Anak-anak sangat rentan dalam penyalahgunaan kegiatan politik, sebagai contoh pelaksanaan kampanye yang dilakukan di ruang ramah anak, seperti institusi pendidikan, taman bermain hingga kegiatan money politic yang menyasar pada anak. Menurut data dari KPAI, terdapat 55 anak menjadi korban dari pelanggaran penyalahgunaan politik. Namun merujuk pada pasal 15 UU No. 35 tahun 2014 tentang Perlindungan Anak, setiap anak berhak memperoleh perlindungan dari penyalahgunaan kegiatan politik. 

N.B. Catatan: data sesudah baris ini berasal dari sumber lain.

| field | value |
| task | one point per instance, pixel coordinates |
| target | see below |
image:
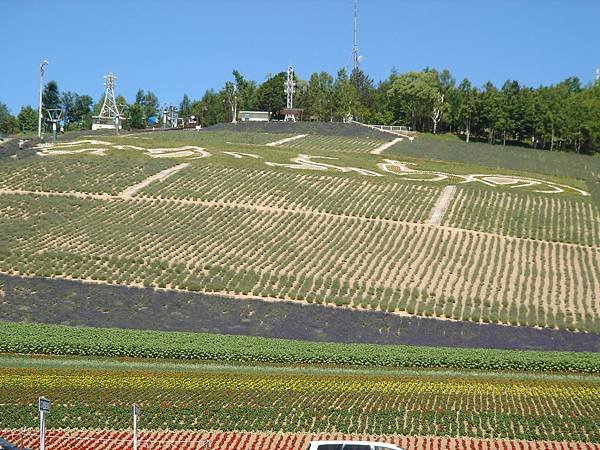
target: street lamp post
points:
(43, 64)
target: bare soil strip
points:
(438, 211)
(305, 211)
(379, 150)
(160, 176)
(283, 141)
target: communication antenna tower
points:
(290, 88)
(109, 114)
(356, 58)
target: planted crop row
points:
(235, 440)
(270, 188)
(328, 144)
(530, 216)
(95, 174)
(343, 261)
(62, 340)
(309, 404)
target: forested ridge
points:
(564, 116)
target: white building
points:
(253, 116)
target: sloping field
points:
(300, 191)
(250, 220)
(307, 256)
(313, 143)
(83, 174)
(530, 216)
(192, 440)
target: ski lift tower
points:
(109, 117)
(290, 89)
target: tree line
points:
(564, 116)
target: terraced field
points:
(320, 219)
(227, 222)
(265, 188)
(310, 256)
(329, 144)
(74, 173)
(530, 216)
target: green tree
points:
(137, 118)
(51, 96)
(28, 118)
(270, 94)
(184, 106)
(319, 95)
(8, 123)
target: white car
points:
(351, 445)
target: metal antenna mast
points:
(43, 65)
(110, 115)
(290, 88)
(355, 55)
(109, 110)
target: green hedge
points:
(63, 340)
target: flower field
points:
(223, 440)
(275, 400)
(45, 339)
(294, 191)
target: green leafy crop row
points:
(63, 340)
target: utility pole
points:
(136, 414)
(43, 408)
(43, 64)
(290, 89)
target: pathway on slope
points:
(379, 150)
(160, 176)
(283, 141)
(438, 211)
(262, 208)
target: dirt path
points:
(160, 176)
(438, 211)
(304, 211)
(283, 141)
(379, 150)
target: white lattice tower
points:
(109, 110)
(290, 89)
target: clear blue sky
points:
(173, 47)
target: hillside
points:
(158, 267)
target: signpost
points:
(136, 414)
(44, 408)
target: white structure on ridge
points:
(290, 89)
(110, 115)
(356, 58)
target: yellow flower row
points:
(296, 384)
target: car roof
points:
(355, 443)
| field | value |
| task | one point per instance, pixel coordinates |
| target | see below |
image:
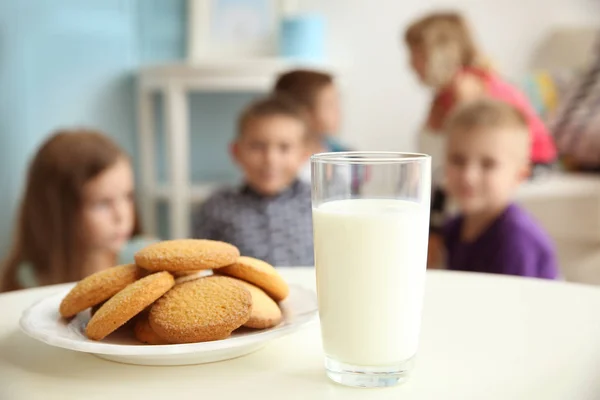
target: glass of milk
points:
(371, 223)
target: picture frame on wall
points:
(219, 29)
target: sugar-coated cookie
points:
(97, 288)
(260, 274)
(265, 311)
(186, 255)
(127, 304)
(201, 310)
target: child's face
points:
(326, 112)
(108, 208)
(484, 169)
(271, 151)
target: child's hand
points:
(435, 252)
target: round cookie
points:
(145, 334)
(127, 304)
(97, 288)
(186, 255)
(258, 273)
(201, 310)
(182, 278)
(265, 312)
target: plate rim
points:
(140, 350)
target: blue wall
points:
(73, 62)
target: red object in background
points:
(543, 149)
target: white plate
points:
(42, 321)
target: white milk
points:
(370, 258)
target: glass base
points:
(368, 377)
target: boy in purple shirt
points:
(487, 159)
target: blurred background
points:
(167, 79)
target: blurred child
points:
(269, 217)
(77, 215)
(444, 55)
(487, 158)
(318, 94)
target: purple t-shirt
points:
(513, 244)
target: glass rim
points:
(368, 157)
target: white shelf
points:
(224, 74)
(174, 82)
(197, 193)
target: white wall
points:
(384, 104)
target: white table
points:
(484, 337)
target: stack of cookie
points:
(170, 296)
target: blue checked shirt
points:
(275, 229)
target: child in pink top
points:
(445, 57)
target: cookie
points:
(258, 273)
(265, 312)
(186, 255)
(201, 310)
(97, 288)
(127, 304)
(182, 278)
(145, 334)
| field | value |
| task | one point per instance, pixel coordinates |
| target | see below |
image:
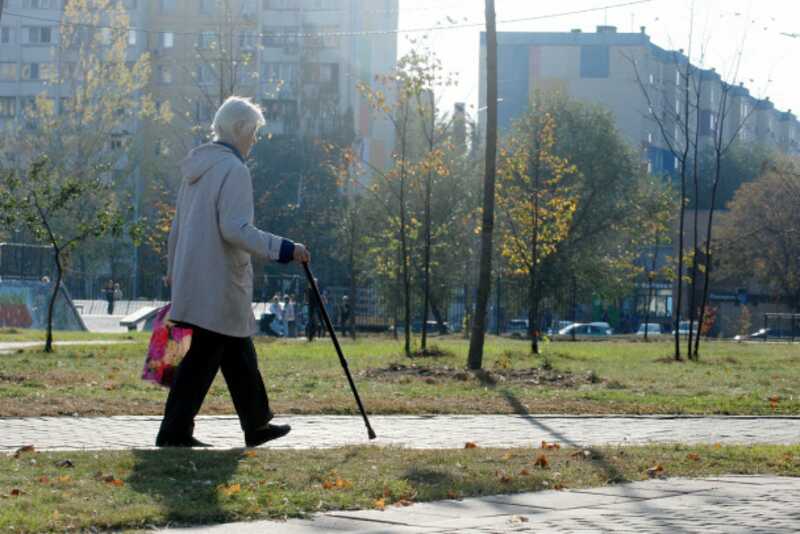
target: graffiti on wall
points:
(23, 304)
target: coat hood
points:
(203, 158)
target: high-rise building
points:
(300, 59)
(599, 68)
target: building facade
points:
(634, 79)
(300, 59)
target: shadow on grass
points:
(614, 475)
(185, 482)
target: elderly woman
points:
(210, 246)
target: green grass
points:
(598, 378)
(144, 489)
(11, 335)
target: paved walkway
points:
(12, 346)
(731, 504)
(422, 432)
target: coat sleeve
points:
(172, 241)
(235, 212)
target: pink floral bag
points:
(168, 345)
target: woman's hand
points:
(301, 254)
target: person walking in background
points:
(209, 266)
(312, 326)
(289, 315)
(109, 294)
(345, 315)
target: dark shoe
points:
(259, 437)
(185, 442)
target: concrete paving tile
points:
(558, 500)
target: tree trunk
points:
(475, 359)
(48, 344)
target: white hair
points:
(235, 117)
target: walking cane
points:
(329, 325)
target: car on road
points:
(683, 328)
(652, 329)
(517, 328)
(587, 329)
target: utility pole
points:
(475, 359)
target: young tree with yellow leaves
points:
(66, 158)
(534, 206)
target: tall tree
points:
(536, 208)
(475, 357)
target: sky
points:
(726, 33)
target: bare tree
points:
(475, 358)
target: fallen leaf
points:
(655, 471)
(24, 448)
(229, 489)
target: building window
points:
(595, 61)
(167, 40)
(204, 73)
(37, 35)
(164, 74)
(206, 40)
(248, 40)
(8, 106)
(37, 71)
(6, 35)
(208, 7)
(279, 36)
(167, 6)
(41, 4)
(8, 72)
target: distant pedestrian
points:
(289, 316)
(109, 294)
(210, 269)
(345, 316)
(314, 314)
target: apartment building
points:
(300, 59)
(610, 68)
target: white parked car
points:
(652, 329)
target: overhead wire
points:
(360, 33)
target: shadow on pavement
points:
(185, 481)
(597, 457)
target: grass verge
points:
(144, 489)
(306, 378)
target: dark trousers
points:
(208, 353)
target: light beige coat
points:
(211, 241)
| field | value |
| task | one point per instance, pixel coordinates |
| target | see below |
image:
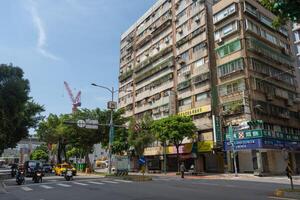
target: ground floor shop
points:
(262, 155)
(199, 156)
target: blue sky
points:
(67, 40)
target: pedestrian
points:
(182, 170)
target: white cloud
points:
(42, 36)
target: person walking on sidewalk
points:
(182, 170)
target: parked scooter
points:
(13, 170)
(20, 178)
(68, 175)
(37, 177)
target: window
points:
(229, 28)
(224, 13)
(231, 67)
(199, 47)
(229, 48)
(184, 55)
(267, 21)
(251, 9)
(185, 101)
(236, 86)
(199, 63)
(202, 96)
(252, 27)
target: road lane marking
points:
(97, 183)
(46, 186)
(27, 189)
(110, 182)
(124, 181)
(280, 198)
(77, 183)
(64, 185)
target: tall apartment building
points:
(167, 62)
(220, 63)
(296, 31)
(257, 81)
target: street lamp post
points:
(111, 106)
(111, 124)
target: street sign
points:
(81, 123)
(112, 105)
(142, 161)
(91, 124)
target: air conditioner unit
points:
(289, 102)
(180, 31)
(269, 97)
(197, 19)
(220, 40)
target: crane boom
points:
(76, 102)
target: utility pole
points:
(110, 105)
(231, 134)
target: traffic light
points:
(288, 170)
(255, 123)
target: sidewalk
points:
(240, 177)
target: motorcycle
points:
(20, 178)
(37, 177)
(13, 172)
(68, 175)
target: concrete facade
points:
(215, 61)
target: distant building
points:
(222, 63)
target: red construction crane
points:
(76, 102)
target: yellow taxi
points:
(60, 169)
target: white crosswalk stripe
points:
(46, 186)
(123, 181)
(110, 182)
(78, 183)
(96, 183)
(26, 189)
(64, 185)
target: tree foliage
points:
(174, 129)
(18, 111)
(285, 10)
(74, 141)
(39, 154)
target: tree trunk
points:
(87, 161)
(177, 155)
(59, 151)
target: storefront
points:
(199, 154)
(258, 152)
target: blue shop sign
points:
(261, 143)
(244, 144)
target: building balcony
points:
(125, 75)
(142, 40)
(162, 24)
(184, 108)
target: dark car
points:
(47, 168)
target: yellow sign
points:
(205, 146)
(196, 111)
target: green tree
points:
(140, 135)
(18, 111)
(39, 154)
(174, 129)
(53, 131)
(285, 10)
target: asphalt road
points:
(169, 188)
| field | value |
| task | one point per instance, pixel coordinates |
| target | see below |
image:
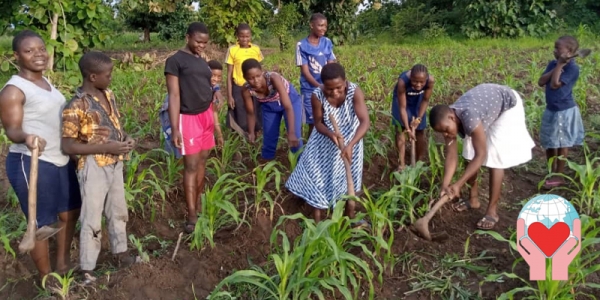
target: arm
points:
(451, 162)
(230, 86)
(302, 62)
(401, 92)
(306, 72)
(318, 117)
(360, 107)
(425, 102)
(545, 77)
(11, 114)
(249, 104)
(555, 82)
(285, 102)
(174, 101)
(478, 139)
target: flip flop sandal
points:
(462, 203)
(489, 219)
(189, 227)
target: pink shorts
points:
(197, 132)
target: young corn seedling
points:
(583, 265)
(139, 245)
(382, 225)
(587, 185)
(12, 227)
(217, 210)
(219, 165)
(319, 261)
(65, 284)
(408, 196)
(263, 175)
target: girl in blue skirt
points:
(562, 125)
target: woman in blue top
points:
(312, 54)
(276, 96)
(410, 101)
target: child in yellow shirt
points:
(236, 55)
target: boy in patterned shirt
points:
(491, 120)
(92, 131)
(312, 54)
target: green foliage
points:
(510, 18)
(283, 22)
(80, 26)
(169, 24)
(412, 19)
(320, 260)
(222, 17)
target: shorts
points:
(165, 123)
(307, 116)
(562, 129)
(508, 141)
(57, 187)
(197, 132)
(411, 111)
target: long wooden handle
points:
(341, 144)
(28, 242)
(413, 158)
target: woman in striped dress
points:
(277, 98)
(319, 177)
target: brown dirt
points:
(196, 273)
(162, 278)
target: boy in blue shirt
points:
(562, 125)
(312, 54)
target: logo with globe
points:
(548, 227)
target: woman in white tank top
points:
(31, 107)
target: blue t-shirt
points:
(413, 97)
(562, 98)
(315, 57)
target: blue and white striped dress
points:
(320, 176)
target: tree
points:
(166, 20)
(223, 16)
(68, 26)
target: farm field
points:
(250, 218)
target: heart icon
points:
(548, 240)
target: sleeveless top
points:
(41, 116)
(413, 97)
(273, 93)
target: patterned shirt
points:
(315, 57)
(273, 93)
(483, 104)
(88, 121)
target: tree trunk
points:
(53, 36)
(146, 35)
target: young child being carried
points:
(91, 130)
(562, 125)
(278, 98)
(236, 55)
(409, 106)
(319, 176)
(217, 75)
(312, 54)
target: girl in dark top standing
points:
(409, 105)
(278, 98)
(190, 111)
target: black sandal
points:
(189, 227)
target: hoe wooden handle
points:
(28, 242)
(341, 144)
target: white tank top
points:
(42, 116)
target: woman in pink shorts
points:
(190, 111)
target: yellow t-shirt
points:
(236, 55)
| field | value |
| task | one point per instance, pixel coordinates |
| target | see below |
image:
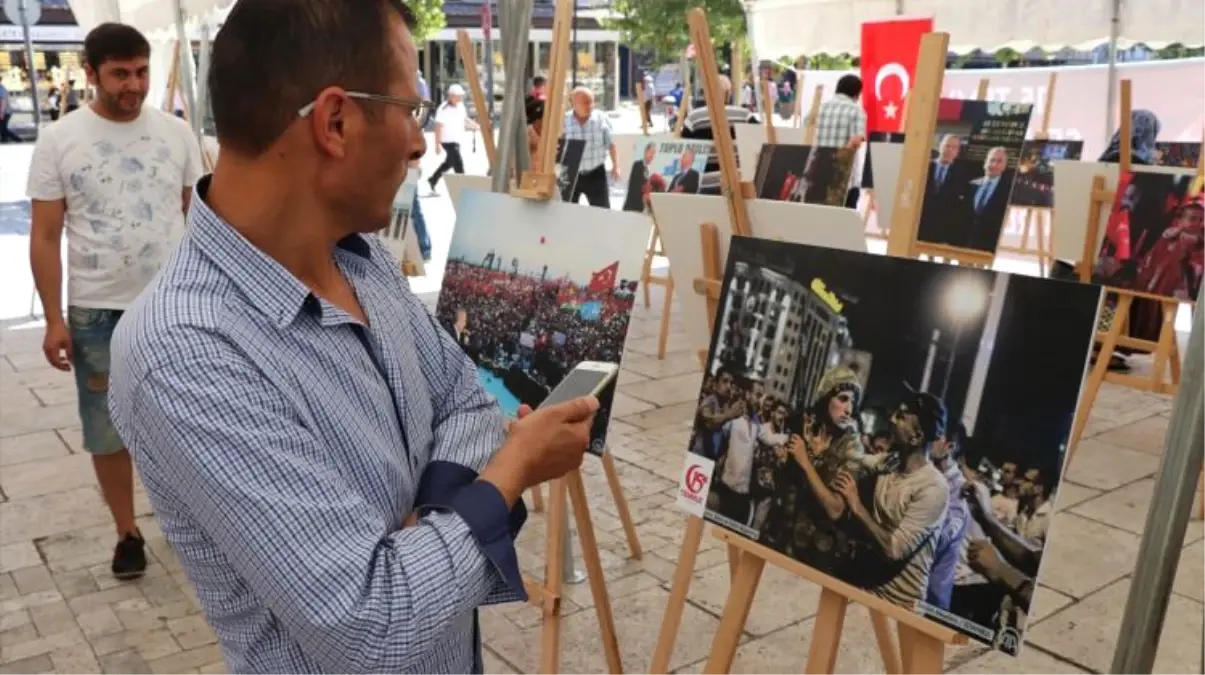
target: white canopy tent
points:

Selain itu, dalam Pasal 280 ayat (2) UU Nomor 7 tahun 2017 tentang Pemilihan Umum mengatur bahwa pelaksana dan/atau tim kampanye dalam kegiatan Kampanye Pemilu dilarang mengikutsertakan Warga Negara Indonesia (WNI) yang tidak memiliki hak memilih. Pemilih adalah Warga Negara Indonesia yang sudah genap berumur 17 (tujuh belas) tahun atau lebih, sudah kawin, atau sudah pernah kawin sesuai yang diatur di dalam Pasal 1 angka 34 UU Nomor 7 tahun 2017 tentang Pemilihan Umum. Berdasarkan ketentuan tersebut, secara implisit dapat dikatakan bahwa anak dilarang ikut serta dalam kampanye pemilu jika belum berumur 17 tahun.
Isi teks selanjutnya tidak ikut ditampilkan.